Wapres Gibran perkuat pesantren jadi pusat ekonomi berbasis teknologi

Wakil Presiden (Wapres) Gibran Rakabuming memperkuat kapasitas pesantren di Tanah Air untuk menjadi pusat ekonomi dan bisnis nasional melalui penguasaan teknologi.

Update: 2026-03-04 07:20 GMT

Sumber foto: Antara/elshinta.com.

Indomie

Wakil Presiden (Wapres) Gibran Rakabuming memperkuat kapasitas pesantren di Tanah Air untuk menjadi pusat ekonomi dan bisnis nasional melalui penguasaan teknologi.

Hal itu disampaikan Wapres saat mengunjungi Pesantren Al Hamid di Cilangkap, Cipayung, Jakarta Timur, saat melakukan rangkaian Safari Ramadhan pada Selasa.

"Di tengah era kemajuan teknologi yang semakin masif ini, kita ingin pesantren juga mampu melahirkan para santri yang menguasai teknologi, baik di bidang pertanian modern, peternakan modern, robotic, blockchain, dan AI," ujar Wapres dalam keterangannya di Jakarta.

Dalam kunjungan tersebut, Wapres bersilaturahmi dengan Pengasuh Pesantren Al Hamid K.H. Lukman Hakim Hamid, jajaran pengurus, serta para santri.

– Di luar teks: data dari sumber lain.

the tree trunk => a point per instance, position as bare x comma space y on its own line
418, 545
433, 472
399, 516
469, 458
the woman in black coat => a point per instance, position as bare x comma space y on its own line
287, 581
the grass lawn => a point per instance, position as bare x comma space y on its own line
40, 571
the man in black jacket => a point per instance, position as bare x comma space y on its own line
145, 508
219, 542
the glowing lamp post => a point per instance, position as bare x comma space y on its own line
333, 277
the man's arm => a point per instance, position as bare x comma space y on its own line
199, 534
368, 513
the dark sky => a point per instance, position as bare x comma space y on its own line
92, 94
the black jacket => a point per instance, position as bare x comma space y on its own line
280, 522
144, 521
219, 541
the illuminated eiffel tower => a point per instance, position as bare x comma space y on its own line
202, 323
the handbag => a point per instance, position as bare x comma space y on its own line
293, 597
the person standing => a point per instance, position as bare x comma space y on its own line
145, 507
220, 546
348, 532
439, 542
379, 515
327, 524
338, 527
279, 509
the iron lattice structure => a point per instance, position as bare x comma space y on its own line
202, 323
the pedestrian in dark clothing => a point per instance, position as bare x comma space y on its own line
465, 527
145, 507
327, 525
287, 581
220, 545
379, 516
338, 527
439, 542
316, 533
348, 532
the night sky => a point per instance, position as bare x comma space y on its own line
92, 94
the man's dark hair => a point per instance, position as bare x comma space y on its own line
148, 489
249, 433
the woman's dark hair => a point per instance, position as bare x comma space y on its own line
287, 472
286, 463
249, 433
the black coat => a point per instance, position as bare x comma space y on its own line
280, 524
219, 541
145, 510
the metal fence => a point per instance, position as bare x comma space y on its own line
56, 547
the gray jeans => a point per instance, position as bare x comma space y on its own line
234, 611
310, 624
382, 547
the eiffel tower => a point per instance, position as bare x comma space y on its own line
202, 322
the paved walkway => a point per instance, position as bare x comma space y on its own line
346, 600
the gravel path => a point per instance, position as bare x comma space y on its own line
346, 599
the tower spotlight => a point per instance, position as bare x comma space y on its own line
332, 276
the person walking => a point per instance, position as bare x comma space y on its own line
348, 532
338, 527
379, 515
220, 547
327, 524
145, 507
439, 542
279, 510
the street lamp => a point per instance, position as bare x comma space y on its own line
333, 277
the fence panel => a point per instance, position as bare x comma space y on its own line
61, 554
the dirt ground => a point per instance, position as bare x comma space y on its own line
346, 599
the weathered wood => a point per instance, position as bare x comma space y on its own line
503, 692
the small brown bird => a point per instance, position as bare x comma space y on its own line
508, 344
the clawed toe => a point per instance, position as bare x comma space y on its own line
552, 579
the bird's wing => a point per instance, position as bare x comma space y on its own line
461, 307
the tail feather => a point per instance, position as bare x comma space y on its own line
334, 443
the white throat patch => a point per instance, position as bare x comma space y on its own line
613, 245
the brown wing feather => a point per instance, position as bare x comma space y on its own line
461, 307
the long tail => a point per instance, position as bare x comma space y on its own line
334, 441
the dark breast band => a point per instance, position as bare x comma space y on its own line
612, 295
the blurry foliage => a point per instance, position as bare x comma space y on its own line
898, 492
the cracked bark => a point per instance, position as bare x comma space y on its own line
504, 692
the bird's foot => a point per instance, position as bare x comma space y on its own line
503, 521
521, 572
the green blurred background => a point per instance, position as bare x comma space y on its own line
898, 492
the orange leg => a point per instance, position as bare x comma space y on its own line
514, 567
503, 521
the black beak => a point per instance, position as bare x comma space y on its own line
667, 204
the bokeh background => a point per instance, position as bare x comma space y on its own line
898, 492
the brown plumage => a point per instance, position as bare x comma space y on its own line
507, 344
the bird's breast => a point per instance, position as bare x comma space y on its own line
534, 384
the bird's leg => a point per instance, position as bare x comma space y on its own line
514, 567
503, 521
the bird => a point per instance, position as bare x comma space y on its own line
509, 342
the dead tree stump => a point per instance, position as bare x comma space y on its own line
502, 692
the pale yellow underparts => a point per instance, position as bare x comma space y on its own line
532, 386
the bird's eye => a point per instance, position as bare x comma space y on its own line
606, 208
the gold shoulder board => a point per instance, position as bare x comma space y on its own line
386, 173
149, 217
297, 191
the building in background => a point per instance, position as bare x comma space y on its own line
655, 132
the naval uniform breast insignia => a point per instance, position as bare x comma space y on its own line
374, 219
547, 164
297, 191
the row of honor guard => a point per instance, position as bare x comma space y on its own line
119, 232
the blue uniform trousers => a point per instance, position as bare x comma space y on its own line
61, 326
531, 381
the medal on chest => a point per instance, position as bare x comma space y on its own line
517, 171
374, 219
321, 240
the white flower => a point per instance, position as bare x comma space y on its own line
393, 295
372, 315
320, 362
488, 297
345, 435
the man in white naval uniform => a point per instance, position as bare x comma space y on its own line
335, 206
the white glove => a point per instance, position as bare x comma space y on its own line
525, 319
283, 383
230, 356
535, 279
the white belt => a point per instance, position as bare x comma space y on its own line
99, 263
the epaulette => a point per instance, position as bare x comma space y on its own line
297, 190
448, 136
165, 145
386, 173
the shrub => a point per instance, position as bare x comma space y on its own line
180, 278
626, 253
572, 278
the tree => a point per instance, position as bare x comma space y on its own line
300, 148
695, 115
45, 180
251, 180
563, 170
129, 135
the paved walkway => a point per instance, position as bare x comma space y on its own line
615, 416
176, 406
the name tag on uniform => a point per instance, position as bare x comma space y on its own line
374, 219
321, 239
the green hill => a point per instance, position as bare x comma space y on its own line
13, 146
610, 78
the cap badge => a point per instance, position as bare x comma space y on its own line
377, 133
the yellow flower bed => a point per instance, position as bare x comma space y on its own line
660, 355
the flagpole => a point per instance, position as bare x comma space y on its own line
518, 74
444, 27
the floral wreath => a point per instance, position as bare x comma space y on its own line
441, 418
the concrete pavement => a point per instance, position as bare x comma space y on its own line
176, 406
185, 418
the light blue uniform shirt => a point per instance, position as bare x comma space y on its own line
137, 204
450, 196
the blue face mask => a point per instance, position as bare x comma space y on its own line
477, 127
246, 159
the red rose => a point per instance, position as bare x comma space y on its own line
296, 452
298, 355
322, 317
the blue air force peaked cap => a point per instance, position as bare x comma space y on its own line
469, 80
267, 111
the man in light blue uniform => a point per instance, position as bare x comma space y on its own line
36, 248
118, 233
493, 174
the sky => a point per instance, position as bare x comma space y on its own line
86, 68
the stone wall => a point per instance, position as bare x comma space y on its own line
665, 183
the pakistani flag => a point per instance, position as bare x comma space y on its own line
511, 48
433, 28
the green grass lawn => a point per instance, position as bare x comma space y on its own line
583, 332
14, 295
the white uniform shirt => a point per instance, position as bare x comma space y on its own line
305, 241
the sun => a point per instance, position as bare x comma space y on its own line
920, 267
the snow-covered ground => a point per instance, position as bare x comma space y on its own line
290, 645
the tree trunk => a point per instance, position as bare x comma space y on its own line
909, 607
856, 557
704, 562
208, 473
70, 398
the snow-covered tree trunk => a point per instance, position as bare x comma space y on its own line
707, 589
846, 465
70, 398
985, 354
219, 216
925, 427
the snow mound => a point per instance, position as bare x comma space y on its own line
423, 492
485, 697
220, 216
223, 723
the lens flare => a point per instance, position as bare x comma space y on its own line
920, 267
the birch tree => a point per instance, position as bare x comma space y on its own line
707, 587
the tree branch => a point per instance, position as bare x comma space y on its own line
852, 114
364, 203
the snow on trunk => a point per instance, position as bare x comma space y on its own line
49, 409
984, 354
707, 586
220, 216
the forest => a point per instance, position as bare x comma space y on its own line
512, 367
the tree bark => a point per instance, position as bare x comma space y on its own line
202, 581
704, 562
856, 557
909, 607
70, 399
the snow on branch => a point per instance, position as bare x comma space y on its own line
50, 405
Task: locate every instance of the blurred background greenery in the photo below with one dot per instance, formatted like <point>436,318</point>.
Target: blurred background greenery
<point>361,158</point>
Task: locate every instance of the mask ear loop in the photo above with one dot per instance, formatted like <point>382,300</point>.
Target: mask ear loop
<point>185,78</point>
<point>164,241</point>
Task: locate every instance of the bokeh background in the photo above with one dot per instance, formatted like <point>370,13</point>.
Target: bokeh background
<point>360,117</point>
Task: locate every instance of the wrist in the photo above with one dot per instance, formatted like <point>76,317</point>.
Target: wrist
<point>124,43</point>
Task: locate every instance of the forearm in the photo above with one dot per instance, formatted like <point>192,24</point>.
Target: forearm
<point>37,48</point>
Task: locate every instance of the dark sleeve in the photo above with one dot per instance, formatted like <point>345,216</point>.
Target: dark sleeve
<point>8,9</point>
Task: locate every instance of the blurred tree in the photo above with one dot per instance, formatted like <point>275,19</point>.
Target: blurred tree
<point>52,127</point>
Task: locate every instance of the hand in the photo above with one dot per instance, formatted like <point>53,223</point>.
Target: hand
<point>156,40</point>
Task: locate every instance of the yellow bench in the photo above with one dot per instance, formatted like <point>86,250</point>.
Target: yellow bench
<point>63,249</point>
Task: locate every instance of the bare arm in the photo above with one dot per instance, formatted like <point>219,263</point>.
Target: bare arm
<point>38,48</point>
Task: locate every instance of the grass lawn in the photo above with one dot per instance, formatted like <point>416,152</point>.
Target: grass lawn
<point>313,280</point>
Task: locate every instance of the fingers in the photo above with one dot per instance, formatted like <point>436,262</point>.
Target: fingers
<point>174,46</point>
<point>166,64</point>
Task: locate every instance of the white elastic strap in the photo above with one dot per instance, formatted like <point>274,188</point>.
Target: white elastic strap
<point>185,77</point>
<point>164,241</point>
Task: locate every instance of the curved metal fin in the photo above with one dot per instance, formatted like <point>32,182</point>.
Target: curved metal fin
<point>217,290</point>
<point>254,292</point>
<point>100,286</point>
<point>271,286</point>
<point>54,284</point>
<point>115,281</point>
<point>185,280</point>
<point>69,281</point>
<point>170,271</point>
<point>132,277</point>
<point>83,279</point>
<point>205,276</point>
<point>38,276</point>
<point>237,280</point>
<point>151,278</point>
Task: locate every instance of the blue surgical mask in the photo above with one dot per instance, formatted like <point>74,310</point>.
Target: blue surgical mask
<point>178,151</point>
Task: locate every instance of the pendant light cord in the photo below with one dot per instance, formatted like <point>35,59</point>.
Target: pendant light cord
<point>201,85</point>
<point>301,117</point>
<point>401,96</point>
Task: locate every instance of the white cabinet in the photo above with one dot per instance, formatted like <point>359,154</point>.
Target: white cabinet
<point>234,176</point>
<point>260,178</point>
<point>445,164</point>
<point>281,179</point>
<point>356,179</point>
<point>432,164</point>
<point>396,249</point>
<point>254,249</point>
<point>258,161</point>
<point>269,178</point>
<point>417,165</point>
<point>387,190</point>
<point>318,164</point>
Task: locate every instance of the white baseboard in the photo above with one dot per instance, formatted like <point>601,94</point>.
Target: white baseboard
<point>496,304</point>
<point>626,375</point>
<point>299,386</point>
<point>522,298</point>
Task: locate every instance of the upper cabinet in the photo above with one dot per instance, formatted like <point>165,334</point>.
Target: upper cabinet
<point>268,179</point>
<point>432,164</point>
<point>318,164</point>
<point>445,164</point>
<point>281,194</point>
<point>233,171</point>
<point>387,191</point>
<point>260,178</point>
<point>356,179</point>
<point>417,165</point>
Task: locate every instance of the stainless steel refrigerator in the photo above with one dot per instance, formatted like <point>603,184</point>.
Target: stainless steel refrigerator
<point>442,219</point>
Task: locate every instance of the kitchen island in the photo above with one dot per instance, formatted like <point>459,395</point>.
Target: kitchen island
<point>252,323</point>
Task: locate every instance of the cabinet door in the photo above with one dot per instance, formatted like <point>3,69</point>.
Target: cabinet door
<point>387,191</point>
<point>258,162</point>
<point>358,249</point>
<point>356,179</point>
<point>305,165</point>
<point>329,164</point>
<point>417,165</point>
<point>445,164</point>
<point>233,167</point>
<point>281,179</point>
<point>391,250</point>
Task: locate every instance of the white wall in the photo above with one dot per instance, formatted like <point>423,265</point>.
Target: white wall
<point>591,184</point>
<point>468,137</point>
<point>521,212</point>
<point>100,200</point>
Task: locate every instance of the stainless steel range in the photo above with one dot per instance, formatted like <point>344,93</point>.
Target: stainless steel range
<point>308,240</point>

Dalam berbagai kesempatan, Wapres menekankan pentingnya peran santri dalam menjawab tantangan zaman, terutama di tengah percepatan kemajuan teknologi.

"Para santri harus mampu menjadi pencipta peluang, menjadi pelopor inovasi yang menciptakan solusi, serta menjadi bagian dari perubahan, tanpa kehilangan jati diri dan nilai-nilai akhlak yang selama ini melekat pada diri para santri," katanya.

Wapres mengatakan bahwa penguatan kapasitas pesantren perlu dilakukan secara komprehensif. Ia mengakui masih terdapat sejumlah tantangan yang harus dibenahi bersama.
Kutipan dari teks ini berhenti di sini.